Using Genre
From Jane Friedman’s blog: How Important Is Genre When Pitching and Promoting Your Book?
Spoiler: very important.
I love working with books that are cross-genre or genre-bending, but crucially, every book still has a primary genre. Naming one primary genre tells me that you understand genre, that you’re a reader, and that you know where your book fits in the market. When I sell books that cross the boundaries between literary fiction and fantasy, for example, to literary fiction editors, I’ll call it a “work of literary fiction with speculative elements,” and to sci-fi & fantasy (SFF) editors I’ll call it “literary fantasy.”
Of course the bits bolded above caught my eye. The bolding is mine. The person quoted defines “literary” in “literary fantasy” as a quality describing the writing, by the way.
I never know how to talk about the Death’s Lady trilogy.

I usually say “literary fantasy” when I mention the first book. But the other two — still literary fantasy? Or epic fantasy? Or something else? If literary in this context means refers mainly to the quality of the writing, I guess I feel more comfortable calling the whole thing “literary fantasy.” In contrast, if “literary fantasy” were to indicate minimal fantasy elements, the first book fits, but the other two don’t.
I’m pretty pleased with Kuomat’s story at this point, by the way. It was a challenge to write in a couple of ways. It proved a good deal more difficult to write from the pov of a Talasayan person than an American, for reasons which are probably obvious — syntax and phrasing and also attitudes and just everything required a lot more conscious, deliberate focus all the way through. In contrast, writing from the pov of either Jenna and Daniel is much easier, even restful. That’s not why a subsequent novel would be written from their points of view, but it’s a significant benefit to doing it that way.

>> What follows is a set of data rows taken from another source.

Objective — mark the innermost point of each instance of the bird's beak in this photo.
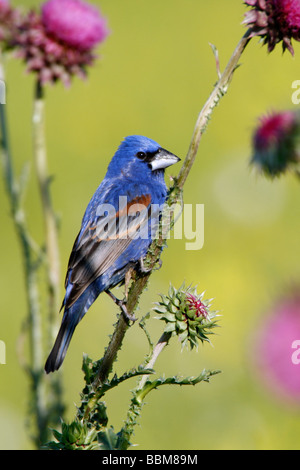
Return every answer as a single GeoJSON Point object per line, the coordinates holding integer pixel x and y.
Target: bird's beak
{"type": "Point", "coordinates": [162, 159]}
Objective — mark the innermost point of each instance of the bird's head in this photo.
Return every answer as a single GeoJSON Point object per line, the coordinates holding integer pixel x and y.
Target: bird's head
{"type": "Point", "coordinates": [138, 156]}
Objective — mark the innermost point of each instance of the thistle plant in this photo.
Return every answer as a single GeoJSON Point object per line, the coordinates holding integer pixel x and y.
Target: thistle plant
{"type": "Point", "coordinates": [187, 316]}
{"type": "Point", "coordinates": [57, 44]}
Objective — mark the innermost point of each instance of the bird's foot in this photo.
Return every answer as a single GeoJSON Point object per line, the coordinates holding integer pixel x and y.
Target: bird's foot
{"type": "Point", "coordinates": [145, 270]}
{"type": "Point", "coordinates": [122, 304]}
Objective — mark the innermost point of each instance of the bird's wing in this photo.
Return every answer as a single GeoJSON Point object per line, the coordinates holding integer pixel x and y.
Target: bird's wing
{"type": "Point", "coordinates": [103, 241]}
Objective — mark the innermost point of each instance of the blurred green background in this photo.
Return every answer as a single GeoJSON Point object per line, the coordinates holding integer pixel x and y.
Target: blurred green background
{"type": "Point", "coordinates": [155, 72]}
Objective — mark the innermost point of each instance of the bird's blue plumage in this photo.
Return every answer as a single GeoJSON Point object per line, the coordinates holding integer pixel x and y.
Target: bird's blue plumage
{"type": "Point", "coordinates": [115, 233]}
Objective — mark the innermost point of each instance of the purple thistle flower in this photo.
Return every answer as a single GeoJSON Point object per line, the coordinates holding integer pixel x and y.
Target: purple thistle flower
{"type": "Point", "coordinates": [276, 143]}
{"type": "Point", "coordinates": [274, 21]}
{"type": "Point", "coordinates": [277, 349]}
{"type": "Point", "coordinates": [74, 22]}
{"type": "Point", "coordinates": [60, 42]}
{"type": "Point", "coordinates": [9, 20]}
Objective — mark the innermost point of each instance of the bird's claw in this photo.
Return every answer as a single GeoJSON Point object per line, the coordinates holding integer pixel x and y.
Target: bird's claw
{"type": "Point", "coordinates": [122, 304]}
{"type": "Point", "coordinates": [145, 270]}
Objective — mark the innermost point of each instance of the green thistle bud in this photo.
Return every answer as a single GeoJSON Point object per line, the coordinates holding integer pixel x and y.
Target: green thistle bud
{"type": "Point", "coordinates": [187, 315]}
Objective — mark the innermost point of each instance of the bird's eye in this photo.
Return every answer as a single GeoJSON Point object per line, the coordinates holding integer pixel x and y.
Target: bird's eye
{"type": "Point", "coordinates": [141, 155]}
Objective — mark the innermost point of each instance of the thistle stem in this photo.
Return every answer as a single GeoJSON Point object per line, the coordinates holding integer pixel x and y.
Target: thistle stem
{"type": "Point", "coordinates": [157, 350]}
{"type": "Point", "coordinates": [33, 320]}
{"type": "Point", "coordinates": [218, 92]}
{"type": "Point", "coordinates": [50, 222]}
{"type": "Point", "coordinates": [138, 285]}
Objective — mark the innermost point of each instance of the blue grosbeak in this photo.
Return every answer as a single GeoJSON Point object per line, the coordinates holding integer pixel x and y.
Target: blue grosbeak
{"type": "Point", "coordinates": [115, 233]}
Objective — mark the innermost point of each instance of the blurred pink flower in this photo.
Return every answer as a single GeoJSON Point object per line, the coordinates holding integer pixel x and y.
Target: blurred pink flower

Here’s the cover for Kuomat’s story, by the way:

You can see which title I decided to go with. I kind of expect to go on with this series eventually, and at that time I expect I will have a chance to use some of those other titles. This one fits this story, flows from the previous sets of titles, and I like it.
It’s 75,000 words, by the way. I don’t know whether that quite makes it a full novel, but it’s about 12,000 words longer than The Year’s Midnight — even counting the Interlude. That’s why I went ahead and made it “Book 4” rather than listing it as associated content.